Así es Juan Abelló. Alcaliber es lo que queda del negocio farmacéutico de su padre, que en 1933 abrió un laboratorio en el barrio de Prosperidad, el primero en España que produjo morfina, codeína y cocaína. Después creó la firma Antibióticos SA (1949).
Abelló se doctoró cum laude en Farmacia (1978), habla el mismo inglés que en Surrey y no figura en la guía telefónica. Esta es su vida en 100 palabras: se bregó en los Laboratorios Abelló, dueños del Frenadol, el agua oxigenada y otros fármacos de uso común. En los 70 ya se codeaba con los March en el consejo del Banco del Progreso. Entonces conoció a otro joven escualo: Mario Conde. En 1982 vendieron juntos los laboratorios y, cinco años después, Abelló, Conde y los Botín colocaron Antibióticos SA a la italiana Montedison por 58.000 millones de pesetas —350 millones de euros—. Acto seguido asaltaron Banesto, donde su relación se quebró. Su tercer y mayor golpe fue Airtel, que vendió a Vodafone. Ganó 600 millones de euros. Después llegaron Agbar, RTL Group, Sacyr, Cie, Pepe Jeans, Talgo, Aston Martin y Mediapro... En todas sacó tajada, como lo hará algún día en Saba, Cvne, Aernnova, ILM Investment o Coca- Cola Grecia.

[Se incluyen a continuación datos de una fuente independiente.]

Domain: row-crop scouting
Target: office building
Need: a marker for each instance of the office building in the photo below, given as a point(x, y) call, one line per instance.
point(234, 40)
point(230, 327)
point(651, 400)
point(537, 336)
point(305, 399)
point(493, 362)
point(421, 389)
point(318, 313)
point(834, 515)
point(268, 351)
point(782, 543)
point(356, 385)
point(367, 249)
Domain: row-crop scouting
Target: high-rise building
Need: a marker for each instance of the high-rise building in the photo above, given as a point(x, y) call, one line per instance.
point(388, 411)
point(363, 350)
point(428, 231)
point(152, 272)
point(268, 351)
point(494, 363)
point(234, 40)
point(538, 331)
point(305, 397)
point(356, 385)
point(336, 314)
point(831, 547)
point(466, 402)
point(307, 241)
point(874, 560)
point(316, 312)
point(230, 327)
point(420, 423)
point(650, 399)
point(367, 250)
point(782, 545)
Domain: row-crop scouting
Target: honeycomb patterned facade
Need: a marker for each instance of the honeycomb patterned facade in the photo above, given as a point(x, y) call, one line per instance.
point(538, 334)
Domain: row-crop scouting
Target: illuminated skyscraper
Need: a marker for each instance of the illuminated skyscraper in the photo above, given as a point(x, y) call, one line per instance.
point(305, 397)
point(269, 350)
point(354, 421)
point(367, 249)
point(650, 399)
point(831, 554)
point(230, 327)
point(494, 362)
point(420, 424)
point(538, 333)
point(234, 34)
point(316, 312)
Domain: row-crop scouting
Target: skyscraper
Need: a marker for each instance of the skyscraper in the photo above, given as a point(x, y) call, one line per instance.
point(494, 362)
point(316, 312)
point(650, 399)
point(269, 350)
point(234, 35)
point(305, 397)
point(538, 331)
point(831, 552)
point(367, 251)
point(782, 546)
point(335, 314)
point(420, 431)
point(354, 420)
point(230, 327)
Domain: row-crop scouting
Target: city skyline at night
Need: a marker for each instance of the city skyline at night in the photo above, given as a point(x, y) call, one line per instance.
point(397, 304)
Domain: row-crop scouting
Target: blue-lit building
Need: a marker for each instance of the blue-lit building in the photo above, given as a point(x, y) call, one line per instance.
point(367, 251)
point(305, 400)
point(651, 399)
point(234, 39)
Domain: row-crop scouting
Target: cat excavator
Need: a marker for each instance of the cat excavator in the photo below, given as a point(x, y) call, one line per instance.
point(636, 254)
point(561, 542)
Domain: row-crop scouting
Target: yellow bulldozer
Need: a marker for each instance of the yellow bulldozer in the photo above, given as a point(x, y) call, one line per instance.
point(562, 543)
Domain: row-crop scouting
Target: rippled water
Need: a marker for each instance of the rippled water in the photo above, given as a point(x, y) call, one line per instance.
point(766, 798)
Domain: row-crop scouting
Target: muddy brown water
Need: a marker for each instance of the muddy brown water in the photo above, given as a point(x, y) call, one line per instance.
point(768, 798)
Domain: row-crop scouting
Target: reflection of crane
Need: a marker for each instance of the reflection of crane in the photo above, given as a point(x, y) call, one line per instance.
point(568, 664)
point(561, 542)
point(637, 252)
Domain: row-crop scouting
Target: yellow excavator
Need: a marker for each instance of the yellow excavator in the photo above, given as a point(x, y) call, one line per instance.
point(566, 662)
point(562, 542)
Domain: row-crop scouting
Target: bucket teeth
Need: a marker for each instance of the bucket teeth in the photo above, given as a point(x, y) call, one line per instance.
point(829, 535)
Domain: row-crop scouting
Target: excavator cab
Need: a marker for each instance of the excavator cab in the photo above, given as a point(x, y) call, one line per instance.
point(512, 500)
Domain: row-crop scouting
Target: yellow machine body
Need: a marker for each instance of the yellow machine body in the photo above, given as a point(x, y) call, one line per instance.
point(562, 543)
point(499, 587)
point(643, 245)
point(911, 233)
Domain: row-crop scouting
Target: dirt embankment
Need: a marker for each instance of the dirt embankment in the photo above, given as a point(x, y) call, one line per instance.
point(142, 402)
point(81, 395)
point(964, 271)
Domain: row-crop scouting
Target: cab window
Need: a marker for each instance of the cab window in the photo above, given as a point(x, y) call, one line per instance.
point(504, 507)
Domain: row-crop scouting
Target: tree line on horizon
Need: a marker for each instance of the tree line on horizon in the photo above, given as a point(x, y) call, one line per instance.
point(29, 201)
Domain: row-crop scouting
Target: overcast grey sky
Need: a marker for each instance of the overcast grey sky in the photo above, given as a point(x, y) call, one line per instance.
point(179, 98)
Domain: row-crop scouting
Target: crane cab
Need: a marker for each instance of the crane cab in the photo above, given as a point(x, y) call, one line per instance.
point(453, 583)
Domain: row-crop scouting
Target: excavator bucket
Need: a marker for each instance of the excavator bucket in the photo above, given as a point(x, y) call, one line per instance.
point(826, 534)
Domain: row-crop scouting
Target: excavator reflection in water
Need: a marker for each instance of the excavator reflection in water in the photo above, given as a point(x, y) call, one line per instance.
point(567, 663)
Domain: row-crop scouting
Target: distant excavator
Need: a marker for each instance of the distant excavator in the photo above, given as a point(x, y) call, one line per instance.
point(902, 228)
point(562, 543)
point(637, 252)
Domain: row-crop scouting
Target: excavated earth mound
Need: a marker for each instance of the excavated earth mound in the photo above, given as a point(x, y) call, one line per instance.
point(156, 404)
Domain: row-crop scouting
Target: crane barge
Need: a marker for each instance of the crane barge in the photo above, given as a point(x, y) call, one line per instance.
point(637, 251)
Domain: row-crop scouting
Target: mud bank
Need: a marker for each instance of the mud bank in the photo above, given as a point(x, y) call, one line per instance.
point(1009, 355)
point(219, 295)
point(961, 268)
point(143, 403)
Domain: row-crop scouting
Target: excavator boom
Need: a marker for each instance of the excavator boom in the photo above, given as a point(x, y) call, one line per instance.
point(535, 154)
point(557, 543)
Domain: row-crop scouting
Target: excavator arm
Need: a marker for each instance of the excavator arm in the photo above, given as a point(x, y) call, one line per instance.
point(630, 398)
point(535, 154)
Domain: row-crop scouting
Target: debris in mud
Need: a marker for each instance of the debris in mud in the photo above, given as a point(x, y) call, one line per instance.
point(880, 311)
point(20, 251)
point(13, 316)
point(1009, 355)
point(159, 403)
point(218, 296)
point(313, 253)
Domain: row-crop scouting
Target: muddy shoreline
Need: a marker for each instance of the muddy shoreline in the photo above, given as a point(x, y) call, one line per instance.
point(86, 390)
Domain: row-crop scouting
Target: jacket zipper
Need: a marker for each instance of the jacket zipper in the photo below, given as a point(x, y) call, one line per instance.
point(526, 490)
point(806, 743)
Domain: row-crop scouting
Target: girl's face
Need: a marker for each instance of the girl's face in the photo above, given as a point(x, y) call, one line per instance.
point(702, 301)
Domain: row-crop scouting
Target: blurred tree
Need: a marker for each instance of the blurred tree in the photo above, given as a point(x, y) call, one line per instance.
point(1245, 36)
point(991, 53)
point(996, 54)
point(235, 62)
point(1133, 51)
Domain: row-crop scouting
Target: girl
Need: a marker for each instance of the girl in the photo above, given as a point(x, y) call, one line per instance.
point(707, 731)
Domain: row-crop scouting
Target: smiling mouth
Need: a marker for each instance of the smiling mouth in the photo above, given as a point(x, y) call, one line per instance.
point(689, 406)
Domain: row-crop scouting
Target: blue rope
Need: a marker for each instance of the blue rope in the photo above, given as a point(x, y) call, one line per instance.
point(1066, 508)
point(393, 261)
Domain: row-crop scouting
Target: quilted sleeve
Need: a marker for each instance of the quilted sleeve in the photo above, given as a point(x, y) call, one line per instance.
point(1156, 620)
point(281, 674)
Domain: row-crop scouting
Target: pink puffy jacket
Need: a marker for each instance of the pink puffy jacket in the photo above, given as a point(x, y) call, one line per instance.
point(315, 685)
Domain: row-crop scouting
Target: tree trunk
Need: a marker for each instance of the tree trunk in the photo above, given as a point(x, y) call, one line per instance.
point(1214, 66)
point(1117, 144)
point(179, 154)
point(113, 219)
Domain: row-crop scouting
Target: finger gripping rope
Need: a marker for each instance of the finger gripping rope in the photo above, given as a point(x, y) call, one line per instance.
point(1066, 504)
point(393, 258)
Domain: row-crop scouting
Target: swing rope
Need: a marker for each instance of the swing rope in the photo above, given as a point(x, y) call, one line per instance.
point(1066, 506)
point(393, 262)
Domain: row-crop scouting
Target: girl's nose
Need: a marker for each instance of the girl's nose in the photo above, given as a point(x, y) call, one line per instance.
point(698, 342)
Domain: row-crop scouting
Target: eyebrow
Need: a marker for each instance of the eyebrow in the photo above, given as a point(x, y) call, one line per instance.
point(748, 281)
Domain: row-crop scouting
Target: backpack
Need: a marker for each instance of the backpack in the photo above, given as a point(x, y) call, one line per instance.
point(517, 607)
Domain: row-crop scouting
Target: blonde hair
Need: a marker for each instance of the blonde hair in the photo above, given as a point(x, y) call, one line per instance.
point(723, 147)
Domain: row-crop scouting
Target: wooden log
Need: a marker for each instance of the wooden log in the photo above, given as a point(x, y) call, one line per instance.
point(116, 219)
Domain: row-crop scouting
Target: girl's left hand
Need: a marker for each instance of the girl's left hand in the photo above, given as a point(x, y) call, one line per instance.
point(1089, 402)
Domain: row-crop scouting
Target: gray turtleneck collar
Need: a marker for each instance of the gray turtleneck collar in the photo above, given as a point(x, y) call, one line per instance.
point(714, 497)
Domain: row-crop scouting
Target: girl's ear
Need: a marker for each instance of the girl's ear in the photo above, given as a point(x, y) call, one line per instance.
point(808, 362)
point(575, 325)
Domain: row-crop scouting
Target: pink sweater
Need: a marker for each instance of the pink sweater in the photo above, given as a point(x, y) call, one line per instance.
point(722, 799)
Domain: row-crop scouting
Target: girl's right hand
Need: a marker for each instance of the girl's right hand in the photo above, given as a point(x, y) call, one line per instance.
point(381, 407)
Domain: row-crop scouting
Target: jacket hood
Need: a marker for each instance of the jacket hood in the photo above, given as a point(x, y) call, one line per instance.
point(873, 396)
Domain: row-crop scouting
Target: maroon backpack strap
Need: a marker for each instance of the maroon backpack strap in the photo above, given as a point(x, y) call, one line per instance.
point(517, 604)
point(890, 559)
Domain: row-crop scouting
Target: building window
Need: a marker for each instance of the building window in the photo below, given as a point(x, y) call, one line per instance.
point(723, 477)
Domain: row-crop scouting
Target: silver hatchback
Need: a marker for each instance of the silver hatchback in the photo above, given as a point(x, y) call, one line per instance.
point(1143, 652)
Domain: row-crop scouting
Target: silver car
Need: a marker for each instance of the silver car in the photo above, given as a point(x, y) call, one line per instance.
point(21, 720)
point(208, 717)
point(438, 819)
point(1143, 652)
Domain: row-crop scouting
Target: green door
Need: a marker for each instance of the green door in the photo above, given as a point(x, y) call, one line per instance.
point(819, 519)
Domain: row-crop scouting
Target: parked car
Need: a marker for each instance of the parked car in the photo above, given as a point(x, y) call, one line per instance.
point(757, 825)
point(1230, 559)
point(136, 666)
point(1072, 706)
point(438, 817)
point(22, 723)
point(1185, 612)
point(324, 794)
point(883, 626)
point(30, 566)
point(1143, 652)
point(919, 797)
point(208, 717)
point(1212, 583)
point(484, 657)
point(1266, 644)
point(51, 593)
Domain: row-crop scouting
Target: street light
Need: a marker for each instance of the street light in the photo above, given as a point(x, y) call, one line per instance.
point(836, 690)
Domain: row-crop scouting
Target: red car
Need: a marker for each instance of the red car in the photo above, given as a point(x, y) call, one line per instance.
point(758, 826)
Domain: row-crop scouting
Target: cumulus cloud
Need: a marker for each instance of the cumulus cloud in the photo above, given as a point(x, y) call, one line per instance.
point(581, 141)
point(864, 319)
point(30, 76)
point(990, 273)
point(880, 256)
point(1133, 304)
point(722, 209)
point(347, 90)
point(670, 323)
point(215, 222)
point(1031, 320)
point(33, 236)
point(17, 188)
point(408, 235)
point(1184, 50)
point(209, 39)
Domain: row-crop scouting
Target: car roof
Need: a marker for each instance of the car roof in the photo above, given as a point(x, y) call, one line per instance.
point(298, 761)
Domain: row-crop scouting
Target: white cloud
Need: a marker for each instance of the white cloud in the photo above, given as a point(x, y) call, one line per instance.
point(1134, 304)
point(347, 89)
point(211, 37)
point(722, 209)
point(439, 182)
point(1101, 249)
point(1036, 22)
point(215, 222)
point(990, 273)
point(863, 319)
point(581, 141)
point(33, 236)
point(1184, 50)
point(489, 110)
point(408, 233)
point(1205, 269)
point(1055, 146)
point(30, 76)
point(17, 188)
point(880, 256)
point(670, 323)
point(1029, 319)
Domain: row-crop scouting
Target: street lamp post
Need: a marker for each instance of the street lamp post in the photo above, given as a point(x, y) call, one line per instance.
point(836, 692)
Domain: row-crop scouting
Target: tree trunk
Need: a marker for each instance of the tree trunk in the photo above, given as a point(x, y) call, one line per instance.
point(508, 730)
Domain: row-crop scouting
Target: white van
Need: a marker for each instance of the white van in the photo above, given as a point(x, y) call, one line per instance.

Una placa de Torreal, su holding, luce en las dos entradas de su palacete. Pero la cabecera de sus negocios es Nueva Compañía de Inversiones SA, cuyo patrimonio neto alcanza los 1.739 millones de euros.
Abelló invierte decenas de millones en fondos de Blackstone, Rothschild, KKR, Pimco, JC Flowers, Morgan Stanley. Abelló reparte otros 270 millones en las bolsas a través de sus sicav. Abelló es eso que llaman los mercados y los mercados son él. Abelló y su esposa, Ana Gamazo de Hohenhole, son España porque son megaterratenientes —40.000 hectáreas— y porque acaparan 500 obras de arte de valor incalculable que adornan los salones, pasillos y despachos, e íntimos aposentos. “Lo que más satisfacción nos ha producido siempre ha sido que gran cantidad de cuadros de pintores españoles estaban en el extranjero y hoy, gracias a Dios, están dentro de nuestras fronteras”, dijo en 2015.
—Debe de ser la esquina más segura de Madrid —inquiero al funcionario armado antes de abandonar la escena.
—Esta y la del Banco de España —me responde, pero yo ya columbro a diez metros lo que queda del mítico restaurante Jockey, que Juan Abelló hizo amago de salvar, y pienso cuántas veces le habrán servido familiarmente allí el postre, el puro y el coñac. Volveremos a este barrio.